Even so, the study said China could not deploy and sustain even small military units far beyond its borders before 2015. Further, China would not be able to deploy and sustain large forces in combat operations far from China until well into the following decade, the report states.
Instead, the Chinese military appears to have embarked on modernization programs that would allow it to fight and win short conflicts fought with new weapons along its periphery.
To blunt traditional advantages of the United States, China has invested in new technologies for cyber- and space warfare, in addition to sustaining and modernizing its nuclear arsenal, the report said.

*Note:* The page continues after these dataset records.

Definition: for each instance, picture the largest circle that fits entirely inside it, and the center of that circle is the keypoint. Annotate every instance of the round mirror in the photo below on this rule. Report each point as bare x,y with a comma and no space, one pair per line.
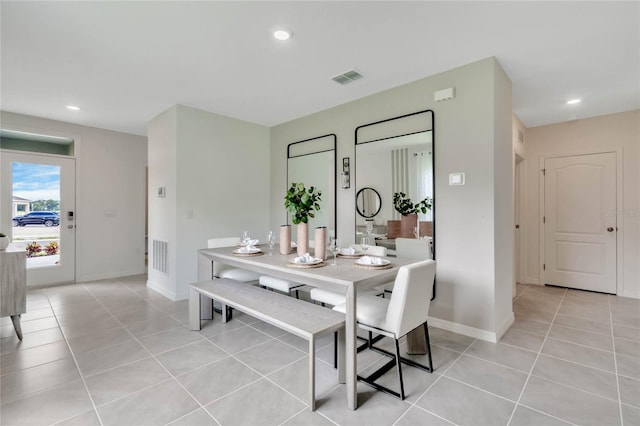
368,202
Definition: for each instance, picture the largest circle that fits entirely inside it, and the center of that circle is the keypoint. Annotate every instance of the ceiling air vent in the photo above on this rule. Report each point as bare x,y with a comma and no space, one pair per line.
347,77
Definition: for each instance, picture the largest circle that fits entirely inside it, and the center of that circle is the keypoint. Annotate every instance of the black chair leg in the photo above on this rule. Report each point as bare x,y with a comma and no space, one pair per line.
399,366
426,335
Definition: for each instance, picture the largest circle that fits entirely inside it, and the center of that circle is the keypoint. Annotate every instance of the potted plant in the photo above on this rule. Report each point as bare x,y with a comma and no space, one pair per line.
409,211
301,203
4,241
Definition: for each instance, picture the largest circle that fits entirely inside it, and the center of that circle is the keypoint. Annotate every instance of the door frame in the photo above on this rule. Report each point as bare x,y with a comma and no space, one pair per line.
10,123
620,224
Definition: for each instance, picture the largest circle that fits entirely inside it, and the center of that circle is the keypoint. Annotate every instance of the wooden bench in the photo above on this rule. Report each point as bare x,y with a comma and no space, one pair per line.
298,317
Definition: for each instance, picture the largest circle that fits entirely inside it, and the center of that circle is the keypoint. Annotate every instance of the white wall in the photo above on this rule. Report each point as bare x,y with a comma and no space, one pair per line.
216,174
162,152
472,133
618,133
110,169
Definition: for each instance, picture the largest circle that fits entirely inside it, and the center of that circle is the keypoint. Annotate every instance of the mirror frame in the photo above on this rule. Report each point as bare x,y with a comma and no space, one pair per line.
312,151
379,203
433,151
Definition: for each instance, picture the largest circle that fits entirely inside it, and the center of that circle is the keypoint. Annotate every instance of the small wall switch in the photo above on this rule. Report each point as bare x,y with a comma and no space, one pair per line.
444,94
456,179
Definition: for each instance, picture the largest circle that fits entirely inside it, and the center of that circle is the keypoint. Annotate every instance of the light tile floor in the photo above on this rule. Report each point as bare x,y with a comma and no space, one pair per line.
116,353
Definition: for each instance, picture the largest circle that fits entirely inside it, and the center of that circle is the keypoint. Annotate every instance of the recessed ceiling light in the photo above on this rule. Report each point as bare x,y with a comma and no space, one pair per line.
282,34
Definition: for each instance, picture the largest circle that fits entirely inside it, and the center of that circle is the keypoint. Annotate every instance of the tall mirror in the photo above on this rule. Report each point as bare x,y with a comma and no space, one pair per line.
395,156
313,162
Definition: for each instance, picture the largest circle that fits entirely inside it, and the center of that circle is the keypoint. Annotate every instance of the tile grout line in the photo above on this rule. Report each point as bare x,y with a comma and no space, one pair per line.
515,407
615,363
414,404
229,355
75,361
238,360
171,376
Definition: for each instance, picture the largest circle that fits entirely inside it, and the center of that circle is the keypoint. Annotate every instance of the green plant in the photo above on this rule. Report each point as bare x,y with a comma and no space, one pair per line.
52,248
33,248
301,202
405,206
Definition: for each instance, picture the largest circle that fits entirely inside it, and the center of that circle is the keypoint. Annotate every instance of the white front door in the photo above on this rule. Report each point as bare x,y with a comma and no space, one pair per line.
38,210
580,222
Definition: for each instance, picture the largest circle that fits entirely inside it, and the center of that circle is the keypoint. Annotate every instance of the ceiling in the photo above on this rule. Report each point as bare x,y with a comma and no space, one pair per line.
123,63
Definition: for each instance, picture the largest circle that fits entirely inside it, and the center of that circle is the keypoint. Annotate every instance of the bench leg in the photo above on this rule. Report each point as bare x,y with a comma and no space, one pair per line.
15,319
226,313
206,308
194,309
342,360
312,374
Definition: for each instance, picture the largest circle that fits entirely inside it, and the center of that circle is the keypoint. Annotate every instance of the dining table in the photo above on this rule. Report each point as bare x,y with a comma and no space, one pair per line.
346,277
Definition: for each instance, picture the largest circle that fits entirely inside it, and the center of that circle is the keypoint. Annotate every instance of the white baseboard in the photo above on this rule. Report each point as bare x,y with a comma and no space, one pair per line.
463,329
505,325
97,277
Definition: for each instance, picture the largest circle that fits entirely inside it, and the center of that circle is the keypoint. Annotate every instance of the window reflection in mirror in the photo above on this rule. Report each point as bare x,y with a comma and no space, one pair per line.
396,155
368,203
313,162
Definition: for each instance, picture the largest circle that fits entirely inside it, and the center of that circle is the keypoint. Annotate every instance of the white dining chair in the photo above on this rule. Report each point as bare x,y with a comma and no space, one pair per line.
406,310
409,248
328,297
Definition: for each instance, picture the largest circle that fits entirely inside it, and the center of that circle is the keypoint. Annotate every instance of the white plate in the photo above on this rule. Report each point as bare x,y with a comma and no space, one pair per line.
364,263
346,253
243,251
315,261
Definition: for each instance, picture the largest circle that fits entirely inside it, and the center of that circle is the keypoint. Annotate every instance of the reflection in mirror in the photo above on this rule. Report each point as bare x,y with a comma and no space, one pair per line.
396,155
368,202
313,162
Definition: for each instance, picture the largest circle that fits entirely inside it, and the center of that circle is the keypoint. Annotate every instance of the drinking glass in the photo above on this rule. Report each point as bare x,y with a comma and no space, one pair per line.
364,243
335,249
271,240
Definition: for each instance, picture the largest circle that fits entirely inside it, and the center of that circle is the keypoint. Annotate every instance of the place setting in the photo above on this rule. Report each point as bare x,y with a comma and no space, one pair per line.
350,253
248,246
372,262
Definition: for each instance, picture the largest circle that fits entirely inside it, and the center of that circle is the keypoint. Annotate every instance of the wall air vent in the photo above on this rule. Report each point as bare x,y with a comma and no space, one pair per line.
347,77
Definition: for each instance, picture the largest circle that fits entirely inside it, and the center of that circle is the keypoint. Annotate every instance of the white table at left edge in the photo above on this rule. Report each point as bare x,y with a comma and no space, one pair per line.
343,278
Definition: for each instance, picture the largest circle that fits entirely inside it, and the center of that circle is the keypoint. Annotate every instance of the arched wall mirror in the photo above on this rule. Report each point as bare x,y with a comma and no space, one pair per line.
313,162
396,155
368,203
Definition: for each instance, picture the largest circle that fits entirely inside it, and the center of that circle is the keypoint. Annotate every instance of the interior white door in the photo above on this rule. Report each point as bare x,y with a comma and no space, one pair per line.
580,222
47,183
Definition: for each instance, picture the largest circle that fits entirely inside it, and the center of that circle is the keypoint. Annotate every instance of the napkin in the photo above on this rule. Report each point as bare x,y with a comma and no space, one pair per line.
370,260
305,258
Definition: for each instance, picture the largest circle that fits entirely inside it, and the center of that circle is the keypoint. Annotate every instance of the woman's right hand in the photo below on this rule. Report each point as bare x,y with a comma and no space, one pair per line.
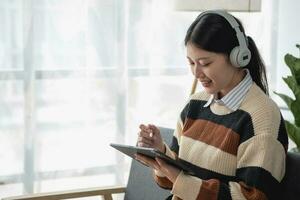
149,136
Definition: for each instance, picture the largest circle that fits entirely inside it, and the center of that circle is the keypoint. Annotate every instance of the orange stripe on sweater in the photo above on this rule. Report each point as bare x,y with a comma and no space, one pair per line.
251,193
212,134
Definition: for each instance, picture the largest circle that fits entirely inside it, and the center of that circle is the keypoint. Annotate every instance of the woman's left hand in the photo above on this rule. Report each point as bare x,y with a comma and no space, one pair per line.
169,171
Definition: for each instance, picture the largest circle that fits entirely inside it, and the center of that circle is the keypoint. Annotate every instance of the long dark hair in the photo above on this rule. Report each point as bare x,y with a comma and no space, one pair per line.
211,32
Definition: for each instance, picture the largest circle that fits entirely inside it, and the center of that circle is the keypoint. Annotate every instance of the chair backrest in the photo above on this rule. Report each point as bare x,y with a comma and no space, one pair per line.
141,185
291,182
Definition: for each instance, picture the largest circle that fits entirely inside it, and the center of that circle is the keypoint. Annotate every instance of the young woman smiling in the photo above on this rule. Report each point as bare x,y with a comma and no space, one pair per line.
231,133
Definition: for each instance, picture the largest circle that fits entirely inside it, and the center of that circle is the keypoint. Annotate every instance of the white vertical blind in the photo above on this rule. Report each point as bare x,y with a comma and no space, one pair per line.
230,5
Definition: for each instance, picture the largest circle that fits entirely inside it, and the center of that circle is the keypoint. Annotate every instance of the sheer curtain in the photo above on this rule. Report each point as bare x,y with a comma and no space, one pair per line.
76,75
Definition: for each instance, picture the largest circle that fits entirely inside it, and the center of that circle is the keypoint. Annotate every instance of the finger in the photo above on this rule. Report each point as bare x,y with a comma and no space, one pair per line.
142,144
146,134
144,128
147,161
160,162
154,129
145,140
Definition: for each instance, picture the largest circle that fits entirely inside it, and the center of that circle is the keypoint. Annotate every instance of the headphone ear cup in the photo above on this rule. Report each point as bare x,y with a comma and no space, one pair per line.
240,57
244,57
234,56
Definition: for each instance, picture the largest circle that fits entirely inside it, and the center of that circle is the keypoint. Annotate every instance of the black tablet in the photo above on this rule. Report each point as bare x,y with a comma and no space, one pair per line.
152,153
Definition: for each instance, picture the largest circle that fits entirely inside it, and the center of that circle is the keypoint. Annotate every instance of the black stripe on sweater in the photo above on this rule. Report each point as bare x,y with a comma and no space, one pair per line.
174,145
282,135
224,192
206,174
239,121
261,179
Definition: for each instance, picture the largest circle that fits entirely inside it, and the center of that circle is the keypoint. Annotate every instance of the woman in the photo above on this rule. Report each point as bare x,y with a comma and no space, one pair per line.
232,131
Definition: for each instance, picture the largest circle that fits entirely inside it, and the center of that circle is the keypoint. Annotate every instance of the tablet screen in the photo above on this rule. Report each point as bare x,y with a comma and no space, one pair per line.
152,153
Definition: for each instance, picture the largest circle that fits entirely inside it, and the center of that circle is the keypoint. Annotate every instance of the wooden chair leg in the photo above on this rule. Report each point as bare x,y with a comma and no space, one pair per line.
107,197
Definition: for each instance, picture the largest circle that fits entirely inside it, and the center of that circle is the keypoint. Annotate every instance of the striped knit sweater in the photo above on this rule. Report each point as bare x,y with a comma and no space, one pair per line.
238,154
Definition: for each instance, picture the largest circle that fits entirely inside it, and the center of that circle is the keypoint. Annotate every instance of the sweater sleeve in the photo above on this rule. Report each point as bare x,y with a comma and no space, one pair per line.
260,167
171,151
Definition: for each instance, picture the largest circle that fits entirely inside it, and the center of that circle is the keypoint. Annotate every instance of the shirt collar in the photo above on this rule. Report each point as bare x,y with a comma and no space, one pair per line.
234,98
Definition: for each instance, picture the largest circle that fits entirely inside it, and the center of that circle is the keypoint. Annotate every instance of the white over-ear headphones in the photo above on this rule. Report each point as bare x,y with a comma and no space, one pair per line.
240,55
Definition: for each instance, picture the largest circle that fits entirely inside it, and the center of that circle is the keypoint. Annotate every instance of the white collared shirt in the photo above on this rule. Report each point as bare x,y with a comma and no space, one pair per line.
234,98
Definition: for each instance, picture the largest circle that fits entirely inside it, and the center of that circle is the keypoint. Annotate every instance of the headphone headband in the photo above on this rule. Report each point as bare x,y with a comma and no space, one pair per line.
240,56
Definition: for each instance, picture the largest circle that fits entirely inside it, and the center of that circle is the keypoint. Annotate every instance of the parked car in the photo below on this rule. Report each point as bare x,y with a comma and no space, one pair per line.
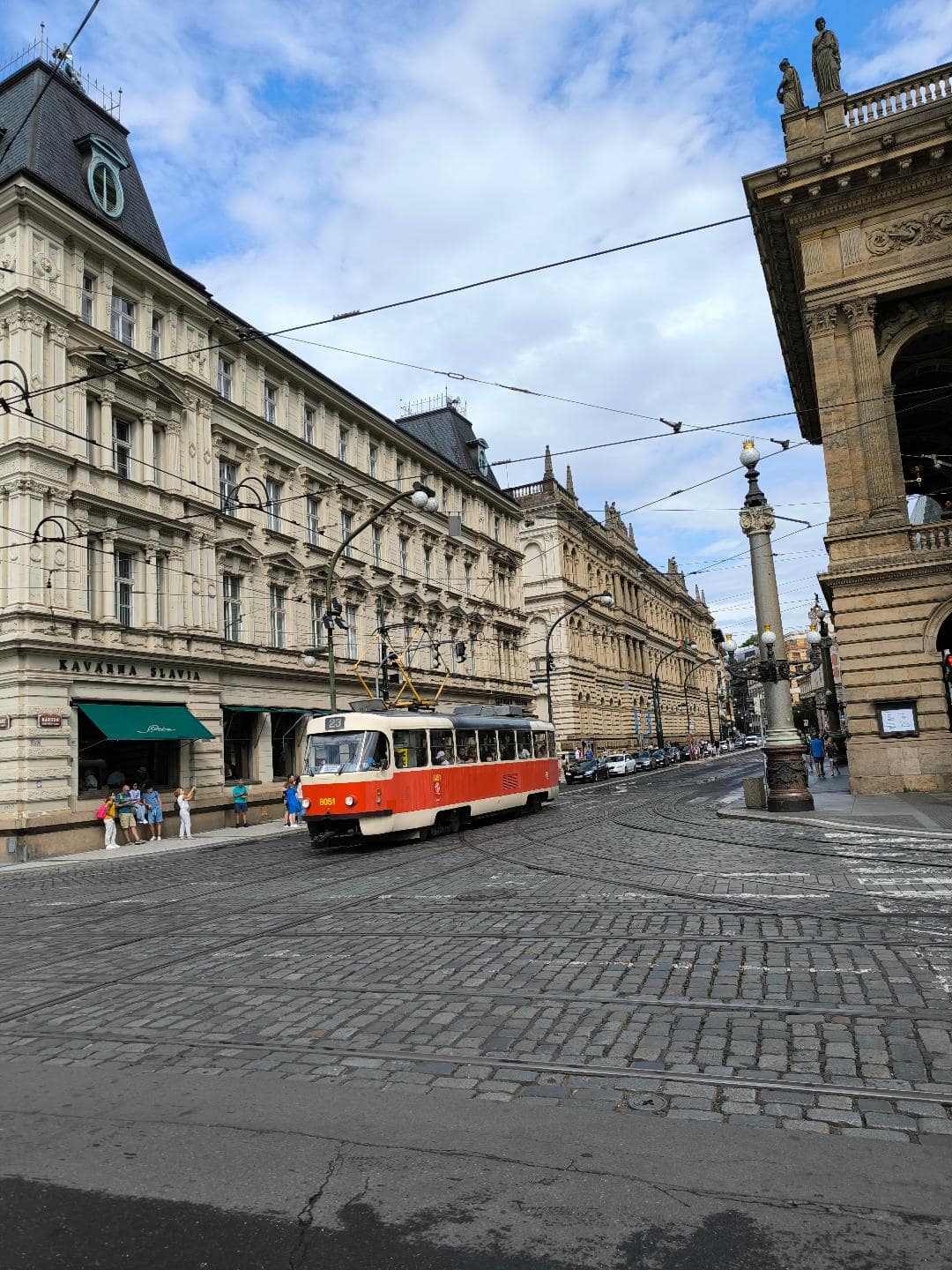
620,765
588,770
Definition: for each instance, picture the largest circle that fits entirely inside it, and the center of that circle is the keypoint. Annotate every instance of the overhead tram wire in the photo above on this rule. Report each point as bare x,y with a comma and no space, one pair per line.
250,334
57,66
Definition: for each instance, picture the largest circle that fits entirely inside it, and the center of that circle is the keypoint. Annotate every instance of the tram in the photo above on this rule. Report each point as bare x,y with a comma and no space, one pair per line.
377,773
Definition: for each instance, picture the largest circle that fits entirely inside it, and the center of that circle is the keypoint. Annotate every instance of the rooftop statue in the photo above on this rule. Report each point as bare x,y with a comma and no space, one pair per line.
825,61
790,93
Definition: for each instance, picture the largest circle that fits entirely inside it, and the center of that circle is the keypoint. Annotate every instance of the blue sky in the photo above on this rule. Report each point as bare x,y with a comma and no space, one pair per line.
311,158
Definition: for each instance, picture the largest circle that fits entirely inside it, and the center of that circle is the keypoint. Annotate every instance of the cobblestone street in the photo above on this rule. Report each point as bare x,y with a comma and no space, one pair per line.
621,952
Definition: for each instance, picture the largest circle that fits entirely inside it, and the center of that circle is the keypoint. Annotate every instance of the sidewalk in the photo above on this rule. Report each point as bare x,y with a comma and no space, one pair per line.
210,839
834,807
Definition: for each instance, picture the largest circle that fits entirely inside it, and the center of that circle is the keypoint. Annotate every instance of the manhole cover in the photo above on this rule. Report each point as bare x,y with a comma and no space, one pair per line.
646,1102
487,894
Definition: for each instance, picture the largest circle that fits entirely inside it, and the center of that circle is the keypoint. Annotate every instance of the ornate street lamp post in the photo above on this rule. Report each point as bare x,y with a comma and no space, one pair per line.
424,499
602,597
786,775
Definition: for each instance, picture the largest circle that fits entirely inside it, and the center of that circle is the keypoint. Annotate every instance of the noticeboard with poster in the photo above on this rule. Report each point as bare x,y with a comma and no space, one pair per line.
896,719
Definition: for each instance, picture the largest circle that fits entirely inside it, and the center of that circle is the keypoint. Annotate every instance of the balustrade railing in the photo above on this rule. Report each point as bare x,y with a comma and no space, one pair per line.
888,101
931,537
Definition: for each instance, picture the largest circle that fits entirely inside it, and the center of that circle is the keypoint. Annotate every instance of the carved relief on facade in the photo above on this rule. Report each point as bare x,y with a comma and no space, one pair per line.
915,231
936,310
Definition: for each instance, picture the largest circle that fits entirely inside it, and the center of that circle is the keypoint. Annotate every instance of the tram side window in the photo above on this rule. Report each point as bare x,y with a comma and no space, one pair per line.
442,744
409,747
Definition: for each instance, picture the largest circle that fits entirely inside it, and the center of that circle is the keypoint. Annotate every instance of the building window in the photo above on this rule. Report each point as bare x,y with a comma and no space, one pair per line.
92,429
231,594
159,589
156,451
122,449
123,573
319,631
86,297
122,320
227,377
227,487
314,519
271,403
276,493
279,629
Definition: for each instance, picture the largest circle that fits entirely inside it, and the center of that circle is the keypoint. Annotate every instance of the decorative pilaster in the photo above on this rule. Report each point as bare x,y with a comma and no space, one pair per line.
877,451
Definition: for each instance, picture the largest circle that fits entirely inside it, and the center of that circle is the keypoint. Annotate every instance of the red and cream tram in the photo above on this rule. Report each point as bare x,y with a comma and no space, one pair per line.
390,771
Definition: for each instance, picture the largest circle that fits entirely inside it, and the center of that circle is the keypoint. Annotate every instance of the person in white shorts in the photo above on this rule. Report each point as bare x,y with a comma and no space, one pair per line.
183,802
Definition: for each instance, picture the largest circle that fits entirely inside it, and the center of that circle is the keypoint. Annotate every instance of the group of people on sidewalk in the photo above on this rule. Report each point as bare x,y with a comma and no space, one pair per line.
822,751
131,810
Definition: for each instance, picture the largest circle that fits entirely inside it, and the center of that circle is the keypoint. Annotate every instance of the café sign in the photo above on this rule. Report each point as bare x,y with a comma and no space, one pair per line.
129,669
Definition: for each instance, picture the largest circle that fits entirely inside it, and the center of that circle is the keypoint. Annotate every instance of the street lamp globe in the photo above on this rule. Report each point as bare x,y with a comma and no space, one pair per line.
749,455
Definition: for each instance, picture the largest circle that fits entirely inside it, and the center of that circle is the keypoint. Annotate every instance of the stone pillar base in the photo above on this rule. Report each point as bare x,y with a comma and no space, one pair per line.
786,780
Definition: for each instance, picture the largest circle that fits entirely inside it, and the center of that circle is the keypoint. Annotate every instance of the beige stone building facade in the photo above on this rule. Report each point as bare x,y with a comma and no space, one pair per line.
605,661
854,230
199,478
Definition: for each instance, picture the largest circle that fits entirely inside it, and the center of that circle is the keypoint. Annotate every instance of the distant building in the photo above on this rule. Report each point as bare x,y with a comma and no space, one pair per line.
605,660
202,476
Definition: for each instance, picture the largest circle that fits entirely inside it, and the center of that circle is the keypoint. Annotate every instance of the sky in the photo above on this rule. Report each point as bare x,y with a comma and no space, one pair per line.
308,158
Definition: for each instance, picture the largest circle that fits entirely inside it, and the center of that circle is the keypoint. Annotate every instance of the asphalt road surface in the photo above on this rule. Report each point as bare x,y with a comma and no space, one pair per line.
619,1035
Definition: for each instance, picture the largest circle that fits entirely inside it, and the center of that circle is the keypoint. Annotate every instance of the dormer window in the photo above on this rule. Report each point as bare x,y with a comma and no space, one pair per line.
104,175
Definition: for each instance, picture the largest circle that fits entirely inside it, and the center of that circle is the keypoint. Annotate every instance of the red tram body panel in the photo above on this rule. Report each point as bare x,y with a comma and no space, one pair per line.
390,773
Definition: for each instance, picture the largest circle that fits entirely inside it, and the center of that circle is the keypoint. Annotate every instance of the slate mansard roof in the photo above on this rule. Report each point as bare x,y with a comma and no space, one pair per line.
46,150
450,435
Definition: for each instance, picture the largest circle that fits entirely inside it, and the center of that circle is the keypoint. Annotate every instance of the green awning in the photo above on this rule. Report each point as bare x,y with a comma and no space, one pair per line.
145,723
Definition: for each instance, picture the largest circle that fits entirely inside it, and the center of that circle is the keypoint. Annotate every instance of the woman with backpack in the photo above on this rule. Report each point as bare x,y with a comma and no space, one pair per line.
107,814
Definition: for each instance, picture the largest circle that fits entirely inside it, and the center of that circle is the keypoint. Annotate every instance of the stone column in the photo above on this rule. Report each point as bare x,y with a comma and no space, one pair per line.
874,423
786,776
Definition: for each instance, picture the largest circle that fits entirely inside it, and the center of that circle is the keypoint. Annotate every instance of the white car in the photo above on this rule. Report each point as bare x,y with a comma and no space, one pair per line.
620,765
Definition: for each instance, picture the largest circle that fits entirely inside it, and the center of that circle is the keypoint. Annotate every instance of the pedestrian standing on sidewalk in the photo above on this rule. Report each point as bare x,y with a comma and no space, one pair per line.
183,802
818,752
107,814
153,813
239,794
127,817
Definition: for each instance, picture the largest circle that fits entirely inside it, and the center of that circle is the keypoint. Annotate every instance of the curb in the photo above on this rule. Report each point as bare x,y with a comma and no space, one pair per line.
850,826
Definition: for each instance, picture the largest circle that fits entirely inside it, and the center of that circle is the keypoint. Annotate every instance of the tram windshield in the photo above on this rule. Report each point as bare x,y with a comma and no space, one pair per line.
346,752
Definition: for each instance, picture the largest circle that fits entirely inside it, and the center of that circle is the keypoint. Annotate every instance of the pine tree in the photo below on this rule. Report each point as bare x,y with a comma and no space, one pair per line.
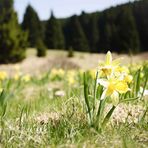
54,37
129,37
32,24
75,35
12,39
93,34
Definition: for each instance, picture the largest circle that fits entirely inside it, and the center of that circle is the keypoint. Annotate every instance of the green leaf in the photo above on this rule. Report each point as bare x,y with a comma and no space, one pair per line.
86,96
107,117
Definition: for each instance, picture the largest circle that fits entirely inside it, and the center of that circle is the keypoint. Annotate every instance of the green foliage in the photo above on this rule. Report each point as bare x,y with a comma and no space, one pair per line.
32,25
75,36
41,49
54,37
128,35
70,52
12,39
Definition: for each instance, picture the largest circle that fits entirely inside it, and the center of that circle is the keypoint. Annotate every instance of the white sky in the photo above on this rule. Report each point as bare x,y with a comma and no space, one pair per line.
63,8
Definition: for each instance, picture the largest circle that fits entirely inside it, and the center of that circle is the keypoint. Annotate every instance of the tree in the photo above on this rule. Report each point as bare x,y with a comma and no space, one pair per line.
54,37
93,34
32,24
128,35
12,38
75,36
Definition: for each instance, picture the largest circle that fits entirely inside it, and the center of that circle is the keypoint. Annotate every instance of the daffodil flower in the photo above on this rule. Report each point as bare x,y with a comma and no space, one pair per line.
109,66
113,87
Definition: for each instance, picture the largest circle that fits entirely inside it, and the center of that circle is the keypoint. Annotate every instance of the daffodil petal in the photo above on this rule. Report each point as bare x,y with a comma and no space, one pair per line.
121,87
102,82
108,58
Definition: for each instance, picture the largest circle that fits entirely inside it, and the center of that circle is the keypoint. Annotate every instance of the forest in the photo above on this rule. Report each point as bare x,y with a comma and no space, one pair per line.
121,29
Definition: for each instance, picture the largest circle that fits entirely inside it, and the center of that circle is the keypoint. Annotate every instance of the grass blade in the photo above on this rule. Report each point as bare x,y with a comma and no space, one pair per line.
86,97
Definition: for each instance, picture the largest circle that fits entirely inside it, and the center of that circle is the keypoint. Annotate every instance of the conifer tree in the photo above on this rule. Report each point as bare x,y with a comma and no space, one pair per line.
32,24
12,39
93,34
54,37
75,35
129,37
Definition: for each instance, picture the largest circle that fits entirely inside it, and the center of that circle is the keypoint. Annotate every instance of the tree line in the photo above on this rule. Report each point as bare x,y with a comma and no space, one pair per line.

The Chinese military also is expanding and improving its fleet of submarines, and hopes to build a number of new aircraft carriers, the report said.
Cyber attacks are one particular concern. From Paul Eckert of Reuters:
The Pentagon analysis said China is developing weapons that would disable its enemies’ space technology such as satellites, and boosting its electromagnetic warfare and cyber-warfare capabilities.
[...]The United States was increasingly concerned about “computer network intrusions that appear to originate in China,” said the defense official, who pointed to a focus on computer defense and computer attack in Chinese doctrine.
“Some of these intrusions for the acquisition of data would involve the same types of skills, applications and capabilities that would be consistent with a computer network attack,” the official said.
The report, “Military Power of the People’s Republic of China 2009,” can be read here. Excerpted:
» Read moreThe People’s Liberation Army (PLA) is pursuing comprehensive transformation from a mass army designed for protracted wars of attrition on its territory to one capable of fighting and winning short-duration, high-intensity conflicts along its periphery against high-tech adversaries – an approach that China refers to as preparing for “local wars under conditions of informatization.” The pace and scope of China’s military transformation have increased in recent years, fueled by acquisition of advanced foreign weapons, continued high rates of investment in its domestic defense and science and technology industries, and far-reaching organizational and doctrinal reforms of the armed forces. China’s ability to sustain military power at a distance remains limited, but its armed forces continue to develop and field disruptive military technologies, including those for anti-access/area-denial, as well as for nuclear, space, and cyber warfare, that are changing regional military balances and that have implications beyond the Asia-Pacific region.